MaxMatch = max(j, MaxMatch)

} if j !=1 {

j = LTable[j-1]+1

} else {

i = i+ 1

}

}

return P.length

}

The section on Hoare Logic shows that some of these programs are equivalent to their recursive versions.

To see that MaxMatch is bounded by a linear function of i consider the difference 2i-j at the beginning of the while loop.

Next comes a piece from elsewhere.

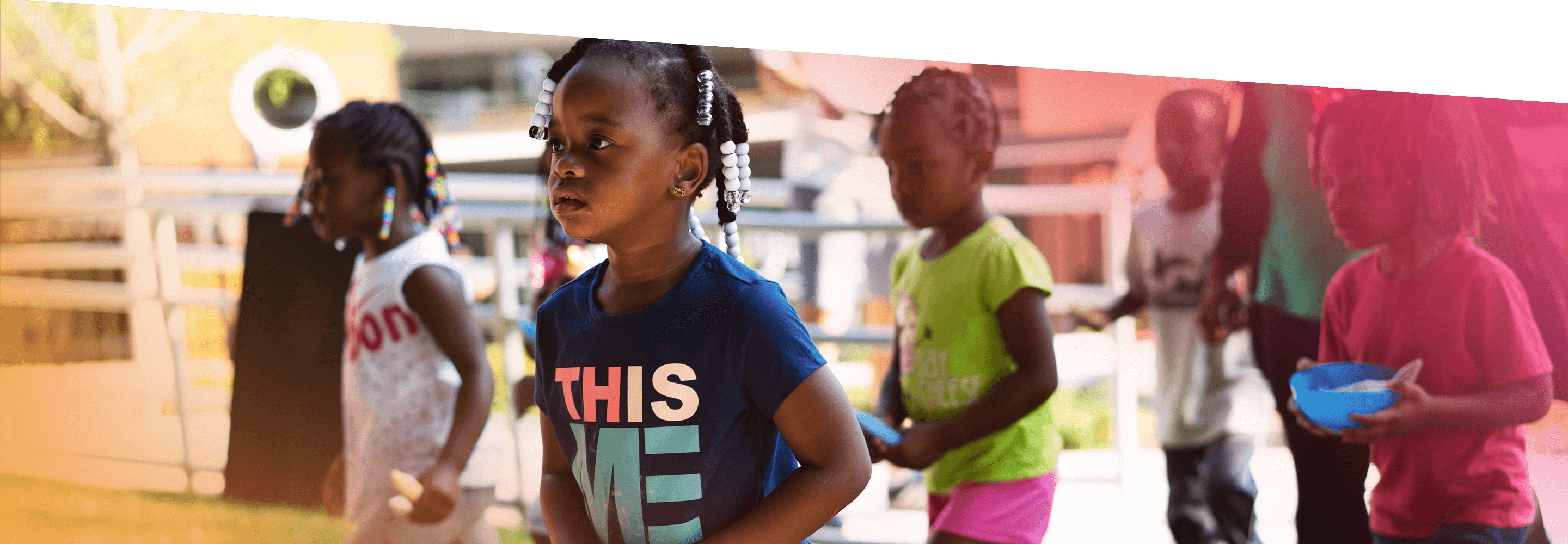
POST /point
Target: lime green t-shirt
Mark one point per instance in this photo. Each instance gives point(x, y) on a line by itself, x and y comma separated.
point(951, 350)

If P[j]=T[i] or j=1 then 2i-j increases by 1 or 2. Otherwise, L[j-1]<j-1<j, so j decreases by at least 1 making 2i-j increase by at least 1. But 2i-j cannot exceed 2T.length since i cannot exceed T.length and j cannot be less than 1. Therefore, the number of comparisons is bounded by 2T.length.

The number of comparisons that the link storing algorithm makes is bounded by 2P.length, by a similar analysis, so the entire number of comparisons to do the match is bounded by 2(P.length+T.length).